Frozen Planet is wonderfully, stunningly, masterfully done. If you appreciate nature, you'll treasure this series. And use lots of exclamation points when the penguins waddle on.

May 21, 2012

Remedy

on thick days the rhododendron, the azalea shrubs in blush are too much concluded praise, 
so I slip into the quiet of green woods and green air and say nothing


May 14, 2012

Where We're Going

A few updates all at once:


  • For one month starting in early June I'll be traveling through London, Switzerland, eastern France, and southwest Germany. Why? Twenty-five or so high school students. I'm chaperoning the German trip. Yes, I know. But I think it's going to be great fun. And the stories, my friends, THE STORIES.

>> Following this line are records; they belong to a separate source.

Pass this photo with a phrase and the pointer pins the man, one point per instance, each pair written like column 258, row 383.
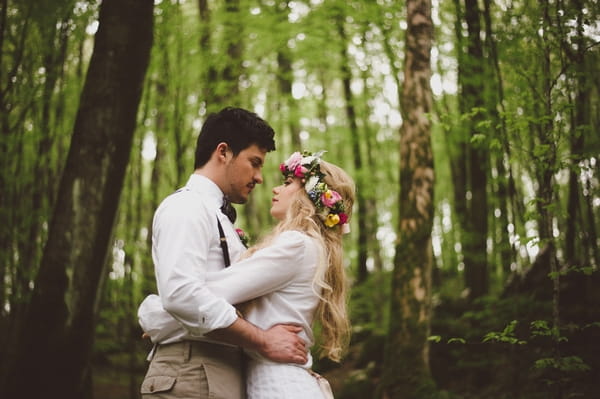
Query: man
column 191, row 235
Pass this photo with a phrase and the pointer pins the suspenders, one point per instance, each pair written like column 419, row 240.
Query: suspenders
column 223, row 244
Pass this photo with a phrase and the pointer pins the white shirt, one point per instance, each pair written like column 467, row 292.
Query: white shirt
column 185, row 247
column 279, row 276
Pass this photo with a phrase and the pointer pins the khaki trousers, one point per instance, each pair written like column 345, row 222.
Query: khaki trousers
column 194, row 370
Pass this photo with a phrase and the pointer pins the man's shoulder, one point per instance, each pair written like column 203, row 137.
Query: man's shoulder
column 184, row 200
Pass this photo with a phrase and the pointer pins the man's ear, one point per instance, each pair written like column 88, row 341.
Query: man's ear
column 221, row 151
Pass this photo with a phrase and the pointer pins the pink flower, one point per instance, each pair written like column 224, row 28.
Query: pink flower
column 330, row 197
column 343, row 218
column 294, row 161
column 300, row 171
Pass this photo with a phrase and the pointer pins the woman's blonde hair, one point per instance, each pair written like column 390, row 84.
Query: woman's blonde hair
column 330, row 278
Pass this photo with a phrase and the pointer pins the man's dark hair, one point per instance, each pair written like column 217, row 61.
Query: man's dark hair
column 238, row 128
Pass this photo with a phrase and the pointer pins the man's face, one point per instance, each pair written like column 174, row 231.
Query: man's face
column 243, row 172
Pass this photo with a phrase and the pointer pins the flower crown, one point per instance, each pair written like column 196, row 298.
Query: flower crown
column 329, row 203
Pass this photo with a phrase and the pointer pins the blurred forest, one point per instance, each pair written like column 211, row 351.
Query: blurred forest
column 470, row 127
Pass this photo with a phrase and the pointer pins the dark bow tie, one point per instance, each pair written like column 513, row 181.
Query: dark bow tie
column 228, row 210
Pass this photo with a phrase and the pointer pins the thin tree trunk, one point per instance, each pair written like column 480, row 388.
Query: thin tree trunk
column 360, row 216
column 61, row 315
column 406, row 368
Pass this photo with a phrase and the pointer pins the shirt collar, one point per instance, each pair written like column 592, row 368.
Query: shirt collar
column 205, row 186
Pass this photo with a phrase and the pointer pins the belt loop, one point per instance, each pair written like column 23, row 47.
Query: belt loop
column 187, row 354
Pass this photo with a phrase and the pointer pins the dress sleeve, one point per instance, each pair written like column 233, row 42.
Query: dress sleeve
column 267, row 270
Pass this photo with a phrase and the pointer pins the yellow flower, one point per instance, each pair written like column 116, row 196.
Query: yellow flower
column 332, row 219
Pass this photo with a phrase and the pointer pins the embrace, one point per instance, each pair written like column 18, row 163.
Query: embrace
column 231, row 322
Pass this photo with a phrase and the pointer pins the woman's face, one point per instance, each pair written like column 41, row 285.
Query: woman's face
column 282, row 196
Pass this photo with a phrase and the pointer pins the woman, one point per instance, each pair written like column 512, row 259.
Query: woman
column 294, row 275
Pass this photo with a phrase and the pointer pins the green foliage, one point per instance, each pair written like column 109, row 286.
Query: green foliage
column 507, row 335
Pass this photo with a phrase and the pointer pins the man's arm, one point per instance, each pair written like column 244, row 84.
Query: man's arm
column 280, row 343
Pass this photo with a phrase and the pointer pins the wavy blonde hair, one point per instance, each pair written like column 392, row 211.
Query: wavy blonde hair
column 330, row 277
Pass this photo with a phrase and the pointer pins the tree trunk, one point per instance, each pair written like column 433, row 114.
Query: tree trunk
column 54, row 350
column 406, row 368
column 360, row 216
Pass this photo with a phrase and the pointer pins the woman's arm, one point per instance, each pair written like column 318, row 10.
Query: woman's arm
column 266, row 271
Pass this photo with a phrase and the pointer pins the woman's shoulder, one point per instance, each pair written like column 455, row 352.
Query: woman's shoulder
column 296, row 238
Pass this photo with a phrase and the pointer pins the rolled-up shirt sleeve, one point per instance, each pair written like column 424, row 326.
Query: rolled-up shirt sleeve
column 181, row 228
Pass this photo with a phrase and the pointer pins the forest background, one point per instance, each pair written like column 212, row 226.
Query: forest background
column 470, row 127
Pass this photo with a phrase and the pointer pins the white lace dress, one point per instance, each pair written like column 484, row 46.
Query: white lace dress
column 280, row 277
column 266, row 380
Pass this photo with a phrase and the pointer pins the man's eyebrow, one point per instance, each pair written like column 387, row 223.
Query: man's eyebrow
column 257, row 160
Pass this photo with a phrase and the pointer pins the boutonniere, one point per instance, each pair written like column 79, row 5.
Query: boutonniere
column 243, row 237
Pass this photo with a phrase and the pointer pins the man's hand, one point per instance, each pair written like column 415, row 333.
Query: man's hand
column 282, row 344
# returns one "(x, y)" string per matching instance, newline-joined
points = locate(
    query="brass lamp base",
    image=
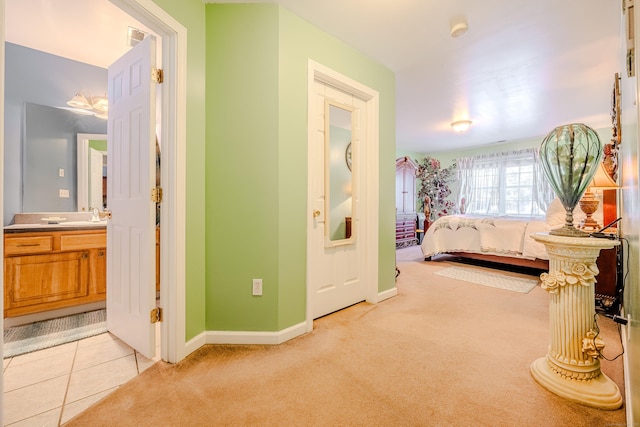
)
(589, 205)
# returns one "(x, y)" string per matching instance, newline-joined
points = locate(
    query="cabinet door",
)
(46, 279)
(99, 271)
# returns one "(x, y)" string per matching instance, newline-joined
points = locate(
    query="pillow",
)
(556, 214)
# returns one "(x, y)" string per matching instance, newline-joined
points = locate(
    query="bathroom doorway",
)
(171, 131)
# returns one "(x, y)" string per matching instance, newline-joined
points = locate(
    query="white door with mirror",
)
(336, 264)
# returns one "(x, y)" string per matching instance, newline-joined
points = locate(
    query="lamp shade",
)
(570, 156)
(602, 180)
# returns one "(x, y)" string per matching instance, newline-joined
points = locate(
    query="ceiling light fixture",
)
(459, 29)
(461, 125)
(98, 106)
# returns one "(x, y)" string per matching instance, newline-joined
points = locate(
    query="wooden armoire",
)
(406, 215)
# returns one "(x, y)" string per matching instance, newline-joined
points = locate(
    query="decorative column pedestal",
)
(571, 368)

  • A new essay about my father and me and our fishing exploits is up over at The Backcountry Journal. Check it out? Here's a little tease:
    • "Water. A boat or a bit of shoreline. A rod, bait, maybe a net. That perfect fish. I'd place my bets that you're already seeing it, that time when you pulled a slick, silvery body in. That time a surge that felt a lot like love came up with the end of your swallowed line. Your fishing story. And the people you turned to first to tell it."   [more]

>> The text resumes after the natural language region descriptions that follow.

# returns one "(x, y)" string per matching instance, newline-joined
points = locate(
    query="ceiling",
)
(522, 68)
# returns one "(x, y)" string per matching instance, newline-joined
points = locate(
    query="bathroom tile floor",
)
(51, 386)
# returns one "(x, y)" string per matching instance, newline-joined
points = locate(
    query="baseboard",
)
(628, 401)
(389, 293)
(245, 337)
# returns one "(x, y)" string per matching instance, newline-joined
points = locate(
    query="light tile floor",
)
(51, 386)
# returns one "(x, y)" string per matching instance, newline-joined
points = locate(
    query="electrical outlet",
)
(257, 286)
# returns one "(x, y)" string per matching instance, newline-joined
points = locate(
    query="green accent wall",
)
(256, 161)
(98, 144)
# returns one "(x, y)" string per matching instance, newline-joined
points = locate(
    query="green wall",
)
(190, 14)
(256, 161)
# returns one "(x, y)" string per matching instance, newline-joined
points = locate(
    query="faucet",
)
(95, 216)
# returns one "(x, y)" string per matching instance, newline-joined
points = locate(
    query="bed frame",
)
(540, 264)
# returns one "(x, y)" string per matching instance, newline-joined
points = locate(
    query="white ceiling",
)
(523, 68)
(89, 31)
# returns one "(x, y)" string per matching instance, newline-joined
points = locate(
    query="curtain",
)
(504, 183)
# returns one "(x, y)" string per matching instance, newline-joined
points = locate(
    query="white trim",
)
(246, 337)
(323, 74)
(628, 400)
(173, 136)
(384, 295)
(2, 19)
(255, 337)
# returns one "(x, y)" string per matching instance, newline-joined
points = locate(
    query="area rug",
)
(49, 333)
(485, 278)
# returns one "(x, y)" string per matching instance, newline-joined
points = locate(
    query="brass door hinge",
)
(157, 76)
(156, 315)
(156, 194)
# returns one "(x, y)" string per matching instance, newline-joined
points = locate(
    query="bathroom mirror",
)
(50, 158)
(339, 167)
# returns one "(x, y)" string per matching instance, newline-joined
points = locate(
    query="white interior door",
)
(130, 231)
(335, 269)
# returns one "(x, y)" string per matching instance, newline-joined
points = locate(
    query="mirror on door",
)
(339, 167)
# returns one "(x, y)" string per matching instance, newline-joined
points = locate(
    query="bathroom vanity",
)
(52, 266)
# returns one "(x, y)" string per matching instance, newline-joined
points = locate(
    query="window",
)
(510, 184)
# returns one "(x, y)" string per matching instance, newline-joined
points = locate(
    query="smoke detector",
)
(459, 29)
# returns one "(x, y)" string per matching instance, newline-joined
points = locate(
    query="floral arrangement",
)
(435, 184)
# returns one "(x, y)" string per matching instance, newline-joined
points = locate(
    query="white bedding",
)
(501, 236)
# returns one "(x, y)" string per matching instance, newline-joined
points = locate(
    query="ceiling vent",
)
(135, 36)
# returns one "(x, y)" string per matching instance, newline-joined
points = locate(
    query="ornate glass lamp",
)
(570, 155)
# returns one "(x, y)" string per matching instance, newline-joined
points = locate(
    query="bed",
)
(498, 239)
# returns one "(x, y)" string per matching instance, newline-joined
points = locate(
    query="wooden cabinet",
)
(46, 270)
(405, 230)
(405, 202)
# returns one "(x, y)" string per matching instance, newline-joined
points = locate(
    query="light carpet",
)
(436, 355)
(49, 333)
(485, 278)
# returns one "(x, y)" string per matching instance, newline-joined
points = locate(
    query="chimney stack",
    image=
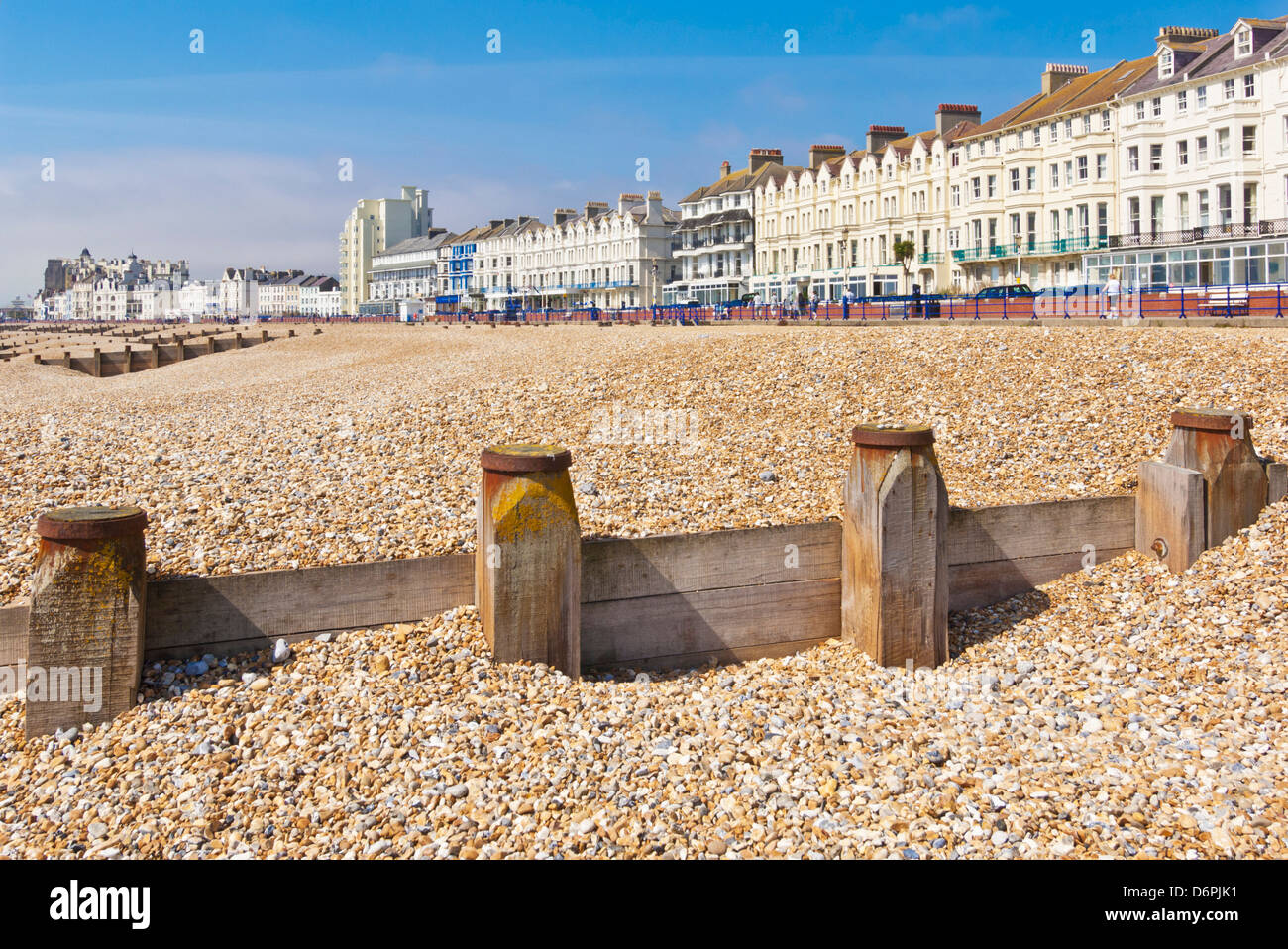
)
(820, 154)
(881, 136)
(949, 114)
(759, 158)
(1184, 34)
(655, 207)
(1057, 75)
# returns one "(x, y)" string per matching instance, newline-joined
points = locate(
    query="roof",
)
(739, 180)
(1216, 55)
(1078, 93)
(430, 241)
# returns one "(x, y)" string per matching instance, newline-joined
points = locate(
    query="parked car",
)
(1016, 291)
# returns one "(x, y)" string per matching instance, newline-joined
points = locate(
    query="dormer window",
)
(1243, 43)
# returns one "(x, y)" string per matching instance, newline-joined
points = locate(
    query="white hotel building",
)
(1171, 168)
(603, 258)
(1203, 154)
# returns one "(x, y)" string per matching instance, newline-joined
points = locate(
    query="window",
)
(1249, 140)
(1243, 43)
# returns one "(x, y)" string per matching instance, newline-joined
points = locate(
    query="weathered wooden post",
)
(1211, 484)
(85, 627)
(894, 548)
(1219, 445)
(527, 570)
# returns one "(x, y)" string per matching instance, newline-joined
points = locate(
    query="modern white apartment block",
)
(373, 227)
(716, 233)
(406, 273)
(603, 257)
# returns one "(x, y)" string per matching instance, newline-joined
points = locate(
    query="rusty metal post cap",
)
(524, 459)
(90, 523)
(1210, 419)
(893, 436)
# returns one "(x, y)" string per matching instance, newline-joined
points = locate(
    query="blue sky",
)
(230, 156)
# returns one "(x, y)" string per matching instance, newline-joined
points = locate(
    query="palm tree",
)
(905, 253)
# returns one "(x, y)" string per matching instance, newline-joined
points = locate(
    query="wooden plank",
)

  • Some publicity folks asked if I might like to review the BBC's most recent nature documentary series Frozen Earth. Since they promised free DVD packs of the film for two of my plucky readers/followers/subscribers, I said hell yes with an iceberg on top. Watch for that review and giveaway.

  • And here's what I've been soaking in for a month: The Loft Literary Center is hosting it's first annual Nature, Outdoors, and Environmental Writing Conference this September just north of the Twin Cities. Good enough news all on its own, right? I could hardly believe my down-the-road luck. But what's more is that I'll be presenting there with a handful of talented writers and thinkers, including Scott Russell Sanders. It was Sanders' essay "Writing From The Center" that first got me thinking about flyover country, flyover fiction, place-related words, all of this.
          Yeah.
  • So where I was motivated before to put together a great presentation, now it is what I think about. And since my talk's topic will be blogging--how it can both enrich your connection to the natural world and your writing practice--I want and need to be 100% transparent here. I will keep posting on what inspires me, when it inspires me, of course. That's been the whole point from the beginning, and that's probably why you've stuck around. But in the next several months, I'm going to need your help, friends. For experience's sake, I'm going to try some new things (giveaways), reach out to other networks (guest blogging), curate and edit an online newsletter (Nature-Talk), and ask you, dear reader, some basic nature/blog/photography/writing related questions. Any feedback you'd care to share with me will be gobbled up with heaps of appreciation. I'm planning to create a Prezi that includes names and links and a whole mess of goodness. I'd love for your voice to be a part of the mix. 

  • In the mean time, if you have books or articles I should read, questions I should be thinking about, or whatever, please let me know. We're one big community, right? If I've learned anything from this bloggy venture, it's been that the world really is small after all.

To the road!

May 1, 2012

The Lake

My appreciation for place comes most directly from my parents, but I also have to thank Grandpa and Grandma Longstreet for scouting out the piece of southwestern Minnesota lake land that has become the one consistent spot on earth I've returned to since the year I was born. I visit Lake Shetek and Keeley Island and the Longstreet Lot less now that I'm older and farther away and--that too-easy word--busy. But its greens and blues and laughs and grill-roasted turkey dinners feel no less vivid.

My essay "The Lake," out this month in Minnesota Conservation Volunteer, is a long-time coming. A long time, pre-me. It's a thank you letter, really. So: Grandpa Bud, I imagine your face with the smile I would have witnessed had you lived to meet me, and Grandma Mar, I miss you so much and sense the pressure of your hand around my wrist.